Rien, mon enfant ; la noire jalousie me tourmente aussi : ah ! un regard vif, pénétrant, peut souvent être considéré comme un regard jaloux, et les yeux de bœuf ne sont pas de si vilains yeux.

Sémélé.

Oh ! fi donc, Béroé ! les plus vilains que l’on puisse voir. Puis, ajoute à cela des joues vertes et jaunes, où l’on voit les marques visibles du venin de l’envie. J’ai pitié de Jupiter quand je pense que Junon, avec son hideux amour, ne lui fait pas grâce d’une nuit, et le poursuit sans cesse de ses soupçons : ce doit être une vraie roue d’Ixion dans le ciel.

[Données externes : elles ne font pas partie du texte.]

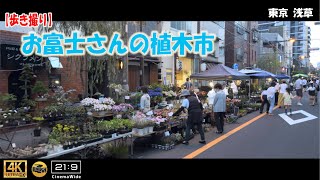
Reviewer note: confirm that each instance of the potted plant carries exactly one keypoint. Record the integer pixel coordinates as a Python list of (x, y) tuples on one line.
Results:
[(40, 89), (101, 109), (7, 101), (37, 132), (89, 102)]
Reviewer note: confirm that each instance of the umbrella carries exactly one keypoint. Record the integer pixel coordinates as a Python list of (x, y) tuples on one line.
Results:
[(248, 71), (302, 75), (219, 72), (261, 74), (282, 76)]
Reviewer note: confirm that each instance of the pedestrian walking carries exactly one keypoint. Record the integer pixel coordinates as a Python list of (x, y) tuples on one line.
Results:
[(145, 100), (287, 101), (264, 100), (195, 117), (271, 91), (282, 90), (277, 88), (219, 107), (298, 85), (312, 93), (188, 84), (304, 84)]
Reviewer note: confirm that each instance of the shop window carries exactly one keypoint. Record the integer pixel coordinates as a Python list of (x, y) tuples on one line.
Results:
[(54, 80)]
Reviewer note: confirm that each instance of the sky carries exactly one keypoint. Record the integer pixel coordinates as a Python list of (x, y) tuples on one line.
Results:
[(315, 42)]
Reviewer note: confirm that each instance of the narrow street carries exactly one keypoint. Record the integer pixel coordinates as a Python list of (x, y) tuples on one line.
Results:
[(257, 136)]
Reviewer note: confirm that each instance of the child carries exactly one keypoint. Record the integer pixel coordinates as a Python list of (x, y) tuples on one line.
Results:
[(287, 100), (264, 100)]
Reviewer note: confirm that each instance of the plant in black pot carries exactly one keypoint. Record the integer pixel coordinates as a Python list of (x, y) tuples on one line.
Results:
[(40, 90), (1, 124), (37, 132)]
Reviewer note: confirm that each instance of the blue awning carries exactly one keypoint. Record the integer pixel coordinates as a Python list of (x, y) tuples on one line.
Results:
[(55, 62), (282, 76)]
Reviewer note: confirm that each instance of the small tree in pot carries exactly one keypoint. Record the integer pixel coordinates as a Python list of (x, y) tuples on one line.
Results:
[(40, 89)]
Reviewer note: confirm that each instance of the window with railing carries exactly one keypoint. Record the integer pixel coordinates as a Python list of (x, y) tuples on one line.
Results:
[(182, 25)]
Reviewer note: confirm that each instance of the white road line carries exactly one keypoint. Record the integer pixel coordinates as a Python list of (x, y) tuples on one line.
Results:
[(290, 121)]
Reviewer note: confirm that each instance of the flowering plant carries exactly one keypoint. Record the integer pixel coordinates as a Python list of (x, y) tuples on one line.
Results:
[(169, 93), (118, 88), (159, 119), (139, 115), (101, 107), (89, 102), (107, 101), (122, 107)]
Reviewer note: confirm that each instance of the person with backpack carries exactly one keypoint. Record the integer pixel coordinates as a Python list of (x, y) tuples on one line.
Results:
[(264, 100), (312, 93), (195, 117), (287, 101)]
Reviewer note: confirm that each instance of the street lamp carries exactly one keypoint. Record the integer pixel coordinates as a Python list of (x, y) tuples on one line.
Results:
[(292, 40)]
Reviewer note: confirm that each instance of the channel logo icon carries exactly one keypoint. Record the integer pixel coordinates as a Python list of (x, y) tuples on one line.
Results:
[(39, 169), (15, 169)]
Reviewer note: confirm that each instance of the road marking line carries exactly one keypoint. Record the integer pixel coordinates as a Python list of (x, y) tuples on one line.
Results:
[(219, 139), (290, 121)]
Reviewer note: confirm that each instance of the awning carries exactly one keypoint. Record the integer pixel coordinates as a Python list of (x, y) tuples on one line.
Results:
[(55, 62)]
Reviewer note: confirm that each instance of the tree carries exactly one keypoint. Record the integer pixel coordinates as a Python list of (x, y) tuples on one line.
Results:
[(98, 69), (269, 63), (26, 76)]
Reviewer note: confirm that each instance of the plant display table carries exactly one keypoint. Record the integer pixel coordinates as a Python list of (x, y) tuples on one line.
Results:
[(13, 129), (49, 156)]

Junon, (dans le plus grand trouble et en fureur).

Ne parlons plus de cela.

Sémélé.

Comment, Béroé ! tu me réponds d’un ton si amer ? Ai-je outre-passé les bornes de la vérité et de la prudence ?

Junon.

Oui, jeune femme, tu les as outre-passées : réjouis-toi, si tes yeux bleus ne te conduisent pas trop tôt dans la barque de Caron. Saturnia a aussi des temples, des autels : elle siège parmi les humains, et ne punit rien aussi sévèrement que les sots railleurs.

Sémélé.

Qu’elle vienne donc et soit témoin de la raillerie !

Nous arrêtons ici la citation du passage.